Zubon has a post up musing on Time to Effectiveness, in regards to how long it takes between starting the game and being at the point where your bullet hits for as much damage as a veteran’s bullet. You can contribute in EVE on Day 1 whereas a level 1 WoW character would be worse than useless in a raid of a capital city (via guard aggro).
The thing that interested me the most was when Zubon mentioned this:
For MMOs, this is indicative of the larger problem that you need to grind to play with your friends. MMOs are bad for playing with your friends. Their character advancement systems make it difficult to find a span within which you can bring veterans, newbies, alts, etc. together, and it only gets worse over time as the power differential between day one and the level cap grows. I played a bit of World of Warcraft but it never really caught me because I spent almost my entire time in that vast, lonely wasteland between level 1 and the cap.
If I play these games to play with my friends, I want to play with my friends. If I play these games to compete with other people, I want to compete on a level playing field.
I would immediately agree that playing progression-based games is difficult with your friends, even if you happen to live in the same house as them. Everyone has their different schedules and obligations; sometimes you feel like watching Game of Thrones instead of running another dungeon tonight, or whatever. Even if you have specific characters you use when in a group, you are essentially committing to leveling up twice, and basically consigning that friend-alt to progression limbo.
But do you know who it’s pretty easy to play with? “Friends,” i.e. the people you befriend in-game. I have been talking with the same handful of people I “met” in WoW pretty consistently for the last five years. And why would that be surprising? We all were playing the same MMO on basically the same schedule in the same manner, which is how we met in the first place; you couldn’t design a better friend/compatible person-sorting algorithm if you tried. Meanwhile, I only ever talk with my best friend IRL every few months. I met that best friend in Middle School by complete coincidence, and even though we are supremely compatible personality-wise, he just isn’t into PC gaming. With that plus distance plus schedules, the opportunities to play together would be pretty low.
All of which makes for rather conflicting design structures in many games. Friends and guilds are the social glue that keeps people playing games long after the novelty has worn out. If you start playing a game with friends, you might end up overlooking the deal-breakers that would otherwise cause you to abandon a game before the social hooks had time to sink in. On the other hand, the opposite problem can occur: if your friends don’t like the game but you do, you might end up either spending less time playing with them or quit the game to play whatever they’re playing.

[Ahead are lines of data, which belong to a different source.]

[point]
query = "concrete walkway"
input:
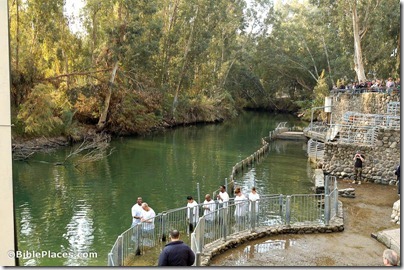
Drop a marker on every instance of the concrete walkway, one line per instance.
(390, 238)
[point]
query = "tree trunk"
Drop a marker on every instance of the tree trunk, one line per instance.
(328, 61)
(359, 68)
(184, 64)
(103, 118)
(17, 46)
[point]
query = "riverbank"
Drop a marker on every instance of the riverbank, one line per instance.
(369, 212)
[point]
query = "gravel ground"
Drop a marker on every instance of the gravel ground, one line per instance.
(367, 213)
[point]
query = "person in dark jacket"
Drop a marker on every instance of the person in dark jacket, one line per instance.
(397, 172)
(176, 253)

So, objectively, the best outcome is quite possibly coming into the game with no friends and making some in-game instead. That way, the friends you are playing with are tailor-made to correspond with your playstyle, level of interest, and long-term goals. Plus, there is the added bonus of this particular game being “sticky,” insofar as it might be the only context in which you will get to enjoy your new friends’ company. Although I still talk with my former WoW guildmates, we really don’t have many other game preferences in common; the desire to re-subscribe to WoW to spend some non-Vent time with them is pretty strong.
In any case, as I have argued in the comments to Zubon’s post, this is pretty much a systemic problem inherent to RPGs and other games with character progression. The moment you commit to XP and levels is pretty much the same moment you commit to stratification, which by definition drives wedges between players. Unless, of course, you go ahead and make friends with those you find in your strata.

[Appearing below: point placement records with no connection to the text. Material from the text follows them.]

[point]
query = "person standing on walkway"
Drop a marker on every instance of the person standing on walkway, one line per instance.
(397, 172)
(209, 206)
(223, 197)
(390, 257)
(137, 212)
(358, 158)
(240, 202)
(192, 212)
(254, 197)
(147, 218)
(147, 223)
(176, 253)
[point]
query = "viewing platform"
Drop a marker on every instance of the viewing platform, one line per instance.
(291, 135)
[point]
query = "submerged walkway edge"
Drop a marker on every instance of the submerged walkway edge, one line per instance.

Fake Edit: Zubon and a few others have pointed out that other MMORPGs have solved this issue with scaling levels. The examples used were GW2, EVE, and City of Heroes. While I agree that the first two allow you to play together, they do not allow you to play together on the same level. Your Day 1 friend can tackle spaceships, but he/she is still stuck in a frigate while you’re flying around a supercarrier. It’s perfectly true that two friends can play the GW2 equivalent of BGs together (instant cap, full gear), but I really consider GW2’s sPvP system to be a completely separate game tacked on; it’s entirely possibly it’s changed in the last year, but unless there’s overlap between the two systems (e.g. you get XP/etc for doing sPvP) then I don’t see that as a solution. Chances are good that you bought GW2 in the first place to play the “real” game, e.g. the ones with levels and XP and such.
As for City of Heroes, I’ll have to take your word on it that there was meaningful character progression in an environment that perfectly scaled up and down. Because honestly that sounds like a complete contradiction in terms.
All of this is somewhat besides the point of this post though. It kinda doesn’t matter if you can play with the friends you brought into a game in a perfectly scaled environment, if they don’t match your own playing habits and level of interest in the new game. If you like City of Heroes and they don’t, then it really doesn’t matter how good the game is – your options are basically to quit, divide your time, or make new friends. Stratification makes the situation worse, of course, but it’s more of a symptom of a larger problem IMO.